There seems to be a day for pretty much everything nowadays. Step in a Puddle and Splash your Friends Day (11 January). Talk Like Yoda Day (21st May). World Emoji Day (17th July).
World Lung Cancer Day is different though. It helps shine a light on a disease which affects so many of us. For us however, it is a day like any other because, at Roy Castle Lung Cancer Foundation, everyday is lung cancer day.
Days like this though give you the opportunity to reflect and compare where we are today to where we were a year ago.
Lung cancer screening
This time last year, we had just launched our #needtoscreen campaign. Our incredible charity ambassadors, Cathy Brokenshire and Fiona Castle, united on the BBC Breakfast sofa and echoed our calls for lung cancer screening.
A year on, we have had the recommendation from the National Screening Committee and agreement from the Government for the implementation of a targeted screening programme for lung cancer and the expectation that, once fully implemented, as many as 9000 lives will be saved every year.
Living well, for longer
Thankfully, long gone are the days when off the shelf chemotherapy is the only treatment for lung cancer.

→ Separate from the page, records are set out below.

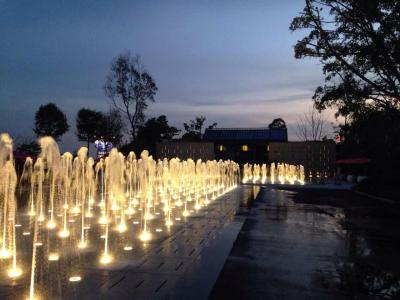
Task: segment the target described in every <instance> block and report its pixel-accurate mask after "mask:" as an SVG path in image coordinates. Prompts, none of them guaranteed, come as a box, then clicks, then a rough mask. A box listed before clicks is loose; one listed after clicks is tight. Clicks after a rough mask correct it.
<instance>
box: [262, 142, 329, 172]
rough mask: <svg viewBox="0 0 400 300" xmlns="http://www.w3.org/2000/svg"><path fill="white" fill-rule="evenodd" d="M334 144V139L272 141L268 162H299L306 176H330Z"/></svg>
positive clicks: (289, 162)
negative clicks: (330, 139)
mask: <svg viewBox="0 0 400 300" xmlns="http://www.w3.org/2000/svg"><path fill="white" fill-rule="evenodd" d="M335 158H336V144H335V143H334V141H308V142H286V143H278V142H272V143H270V144H269V162H283V163H289V164H301V165H303V166H304V170H305V173H306V177H308V176H309V175H310V172H311V174H312V176H313V177H315V176H317V175H319V176H332V175H333V173H334V170H335Z"/></svg>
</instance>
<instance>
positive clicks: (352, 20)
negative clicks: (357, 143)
mask: <svg viewBox="0 0 400 300" xmlns="http://www.w3.org/2000/svg"><path fill="white" fill-rule="evenodd" d="M305 2H306V4H305V8H304V10H303V12H302V13H301V14H300V16H298V17H296V18H294V19H293V21H292V23H291V25H290V29H291V30H292V31H300V30H301V31H303V30H308V32H309V33H308V35H307V36H305V37H304V38H303V39H302V40H300V41H298V42H297V44H296V45H295V57H296V58H304V57H313V58H318V59H319V60H320V62H321V63H322V64H323V72H324V74H325V82H326V84H325V85H324V86H320V87H318V88H317V89H316V91H315V94H314V100H315V104H316V106H317V108H318V109H324V108H326V107H327V106H335V107H337V108H338V114H342V115H344V116H348V115H350V116H351V114H352V113H354V112H357V111H359V110H360V109H361V108H362V107H365V106H369V107H374V108H381V109H384V110H386V111H393V110H394V111H398V109H399V105H400V55H399V53H400V35H399V32H400V22H399V18H400V2H399V1H398V0H374V1H361V0H358V1H354V0H339V1H338V0H306V1H305Z"/></svg>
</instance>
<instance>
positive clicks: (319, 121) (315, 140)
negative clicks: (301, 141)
mask: <svg viewBox="0 0 400 300" xmlns="http://www.w3.org/2000/svg"><path fill="white" fill-rule="evenodd" d="M327 127H328V122H327V121H326V119H325V117H324V115H323V113H322V112H320V111H318V110H317V109H315V108H314V107H312V108H311V109H310V110H309V111H307V112H306V113H304V114H303V115H301V116H300V117H299V118H298V120H297V130H296V134H297V137H298V138H299V139H300V140H302V141H321V140H322V139H324V138H327V135H328V128H327Z"/></svg>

We are now in a period where lung cancer treatments are coming thick and fast, targeting specific types of lung cancer and helping more people to live well with all stages of the disease.
As a result, latest figures from the NHS have shown the five-year survival rate for lung cancer has more than doubled since 2005.
In 2005, a person’s chance of surviving lung cancer for five years was just 9 per cent. Now, it has risen to a fifth, with the sizeable increase attributed to advances in early detection, improvement of awareness and a wealth of new treatments.
This is the result of much needed investment into lung cancer. It is because of sustained funding into research to better understand the disease and its many different types and its causes. It is down to the development of new, targeted treatments which allow people to live well with lung cancer for longer, and innovative awareness campaigns to increase understanding, improve recognition of symptoms and challenge disease misconceptions.
It feels like there is much to celebrate this World Lung Cancer Day.
Whilst not without the obvious problems, such as workforce and access to primary care, it feels like there is a lot to be hopeful for. There is real momentum behind lung cancer right now and we no longer feel alone in our desire for change. People with lung cancer are being made a priority when, for so long, they were cast aside by everyone but us.
The implementation of screening, the flurry of new treatments and days like today which put lung cancer in the spotlight, all help to say the same thing: people with lung cancer matter and a lot of hard work is going into saving their lives.